第8話

 なぜだ、なぜそこにいる。

 そしてなぜ、息を切らしている。

 まるで必死なようじゃないか。

 きみが必死になることなど、なにひとつ、ありはしないというのに……。

 僕は、泣きそうになる。


「なんでだよ」

「なにが」

「なんでそこにいるんだ」

「おまえが、かさ、持ってないみたいだから」

「そうじゃないだろ」


 すでに、わかっている。

 簡単にそういうことを言えてしまう存在なのだ、那由多は。

 あまりにも僕にとって、何もかもが、満たされるようなやりとりを、こんな風に言えてしまうやつなんだ。

 だから、この直後のやりとりも、簡単に予想できた。


「あの女の子は、どうしたんだよ」

「断ってきたよ。おれ、あんまり知らなかったし」

「ばっか、やろう――」


 僕は、彼に向かっていくのではなく。

 逆に、雨の中に踏み出した。


「ばかやろう、ばかやろう」

「何やってんだ、傘あるって言おうとしたのに」

「ばかやろう、そんなだから、きみはどうしようもないんだよ」


 今この場で、雨音が聴覚を蹂躙している今ここでなら、何もかもが吐き出せる。

 だから、言った。


「オヤジが、もうだめなんだ。

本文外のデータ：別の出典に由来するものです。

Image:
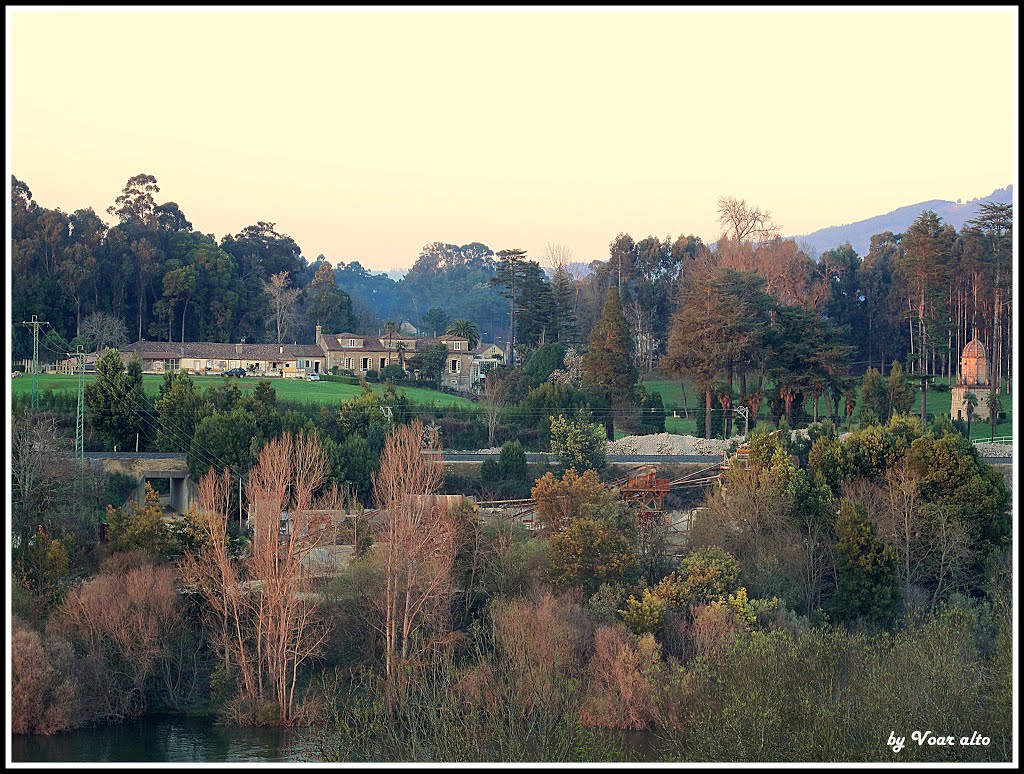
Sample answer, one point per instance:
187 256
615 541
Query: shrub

毎日毎日布団にこもってて、たまに起き上がったと思ったら、俺は死ぬ、俺は死ぬんだって。根拠はネットの変な記事だよ。なんでIT企業に居た人間がそんなのに引っかかるんだよ、本当にバカみたいだ」


 とめどなく。


「そんなオヤジがいて、僕がいるんだ、畜生。僕はあの男がこわいんだ、ずっと。まだ働いてた時のあの男の怒鳴り声も、励ましもぜんぶおぼえてる。学校をここにしたのも、オヤジが公立は掃きだめだなんて言うからで。大学だってオヤジの希望するところに行こうとしてる。僕はまじめに生きなきゃいけないんだ。そうしてその先で、オヤジと同じように……ああああああ、あんな、あんな男に僕の人生はずっと、きっとこの先も…………」


 頭をかきむしって後ろを振り返っても、彼は変わらずそこにいる。

 そこにいて、異論をさしはさむこともなく、僕の話を聞いている。


「君にわかるはずもないだろ。そんな僕が、君なんかと一緒にいていいはずがないんだ。僕は君に狂わされっぱなしだ、これ以上僕の前に来るな、二度とごめんだ、二度と、みじめになりたくない……これ以上、よごれたくない、だから、消えろ、消えろ、消えろよ……」


 ――彼をそこで振り切って、二度と会わないようになってしまえば、苦しまずに済んだのに。


 なのに、彼はそこで。

 足を踏み出して。

 気付けば、僕の後ろ側で、僕と同じように、雨と泥に、まみれていた。


「ひゃああ、とんでもない豪雨だな。風邪ひいちゃうぞ、これ。くひひ」


 彼は事実、雨に打たれていた。

 僕と同じように。

 薄い白のシャツの真下に、彼の地肌の色がすこし見えた。

 その中で彼は、べったりと貼りついた髪と一緒に笑っていた。

 先ほどまで僕があれほど懸命に訴えていた『深刻な話』など、はじめからなかったとでもいうように。


「……っ」


 傘は玄関に置いていた。彼はその身ひとつで、僕の内側にやってきた。

 もう、たまらなかった。


 ――僕は彼を振り切るために、ゆうだちの中を駆けだした。